I pushed the potato in a bit farther and gave the handle another twist. One of the knobby parts of the potato that rivaled my dad’s thumbs for size and sturdiness twisted from underneath and knocked the knife upward. I didn’t even have time to react, so I was still pushing when the knob cleared the knife. With the force of my push, the potato part went forward too far, the forked sticks splintered, and the handle flew out of my hand. It, along with the potato, skidded across the cement floor and came to rest right in front of Ellie.

I couldn’t move—I could only stare at the potato, and then down at where a sharp splinter of wood had lodged itself in my palm. My vision blurred as I stared at the bead of blood that slowly oozed out of my wound.

Silence crowded the room. Awkward silence. Unnerving silence. Eventually I pulled my eyes to what was even more painful than my hand—my broken potato peeler.

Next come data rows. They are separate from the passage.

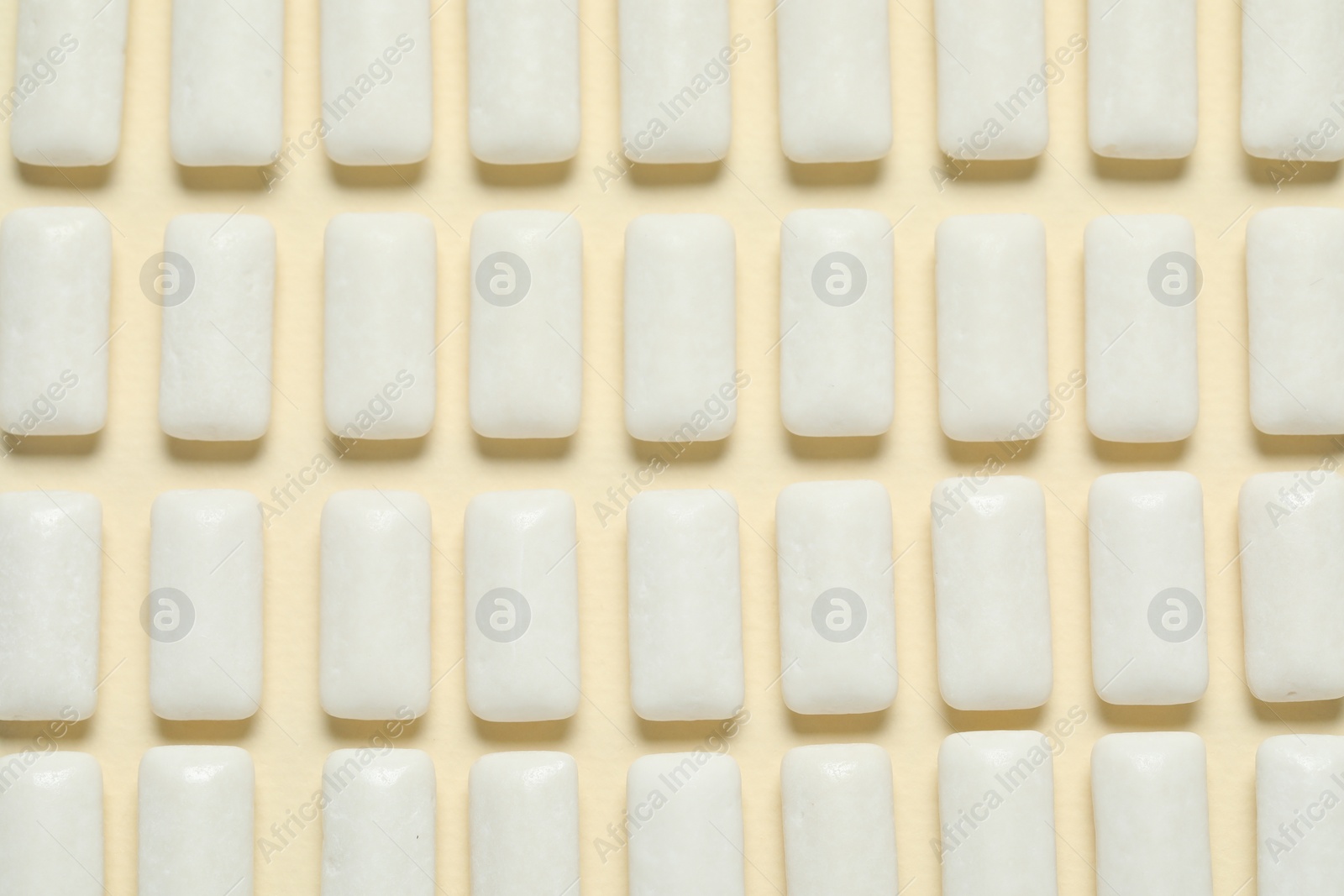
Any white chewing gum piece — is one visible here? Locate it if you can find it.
[932,475,1053,710]
[1087,0,1199,159]
[0,491,102,721]
[780,208,895,437]
[1084,214,1203,442]
[469,211,583,439]
[466,0,580,165]
[159,215,276,442]
[168,0,285,165]
[1246,207,1344,435]
[934,215,1051,442]
[938,731,1058,896]
[932,0,1050,161]
[1238,468,1344,703]
[1091,731,1214,896]
[323,212,438,439]
[1087,471,1208,706]
[0,207,112,445]
[139,746,255,896]
[625,750,746,896]
[321,0,434,165]
[1241,0,1344,160]
[620,0,736,164]
[321,489,432,719]
[9,0,129,168]
[774,479,898,715]
[774,0,891,163]
[464,490,580,721]
[468,751,580,896]
[627,489,746,721]
[780,744,900,896]
[0,752,106,896]
[625,215,748,445]
[141,489,264,721]
[321,748,437,896]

Mrs. Romanek looked from my invention to me, then glanced at Mr. Hudson like she was embarrassed he was in the room to witness such a spectacular failure of one of her students.

“Sometimes inventions don’t work out like you planned.” Mr. Hudson smiled his kind smile, like he understood I’d tried my best. I blinked back tears and tried to swallow the emotion pushing its way up. Not only had Mr. Hudson been my inventions teacher for two years, but he’d come to every Inventions Day since I was four. He knew my history with inventing. And at that moment, it felt like a history that was impossible to change.

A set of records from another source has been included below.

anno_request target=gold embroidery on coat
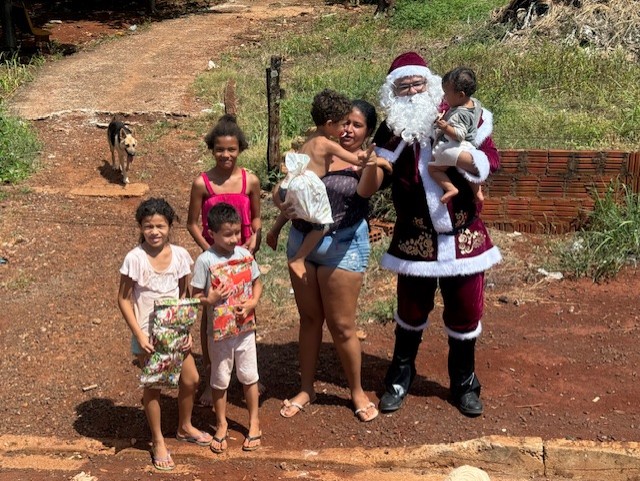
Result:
[458,229,487,255]
[455,211,469,227]
[413,217,427,230]
[398,233,434,259]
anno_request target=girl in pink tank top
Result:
[187,115,262,405]
[187,115,261,253]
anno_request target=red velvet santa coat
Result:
[374,110,501,277]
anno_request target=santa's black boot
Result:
[379,326,422,412]
[448,337,484,417]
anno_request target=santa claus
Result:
[374,52,501,416]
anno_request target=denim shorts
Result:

“Hope,” Mrs. Romanek said.

I looked away from Mr. Hudson and tried to focus on my teacher. “Yes?”

“We’ve talked about Harvest Festival projects for months! The concept drawings I approved were better than this. And you had four weeks to work on it during Harvest Break! Did you just blow it off and throw something together at the last minute?”

Actually, it had been longer than the two months we’d worked on the project in class. I’d been planning my invention triumph since last year, when my weed-pulling invention turned disastrous. Every pair of eyes in the room focused on me, and my face burned. Was it worse to tell her I’d worked on it for so long, or would I look less stupid if I said I did it last night? In the end, honesty won out and I blurted, “I tried really hard!”

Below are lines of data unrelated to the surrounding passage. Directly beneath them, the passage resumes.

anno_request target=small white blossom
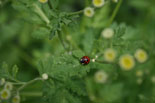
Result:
[93,0,105,7]
[4,82,13,91]
[42,73,48,80]
[94,71,108,83]
[135,49,148,63]
[84,7,94,17]
[101,28,114,39]
[0,89,11,100]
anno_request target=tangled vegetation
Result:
[0,0,155,103]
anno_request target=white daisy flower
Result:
[84,7,95,17]
[135,49,148,63]
[119,54,135,71]
[104,48,116,62]
[12,95,20,103]
[101,28,114,39]
[136,70,143,77]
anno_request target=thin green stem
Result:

Mrs. Romanek shook her head and looked down. I couldn’t tell if she was more disappointed in me or in
herself for not producing better results from a student. After what seemed like an eternity, she looked up and met my eyes. “I’m sorry, Hope, but I can’t allow this”—she gestured toward my pile of sticks—“at the inventions show. You won’t be able to enter an invention this year.”

It felt like the ceiling collapsed on me, and all I could hear was the shocked gasps from my classmates. I stumbled toward the others, dropped to the floor, and told myself it didn’t matter. But I didn’t believe myself. Of course it mattered! And not just to Mrs. Romanek and Mr. Hudson, or to my dad, or for my grade—it mattered more than anything else to
everyone
. And I couldn’t do it.

“Carina Toriella,” Mrs. Romanek called out, her voice sounding a world away.

The pulsing of the blood in my brain was so strong and my insides were so hot, I couldn’t hear anything going on around me. I stared out the high window at the Shovel—a rock formation at the very top of the mountain that looked like a shovel without its handle—which marked the direction we went to sky jump. I wanted to go there, above the Bomb’s Breath, where I could escape everything. Where goals I spent months working on didn’t fall apart with one wrong twist of my wrist.

When Carina finished showing her invention, she sat next to me and put her hand on my knee. “It’s okay, Hope. I’m sure you’re not the only one bad at inventing.”

Maybe I wasn’t. But it definitely felt like I was the worst. Like everyone else was at least good enough.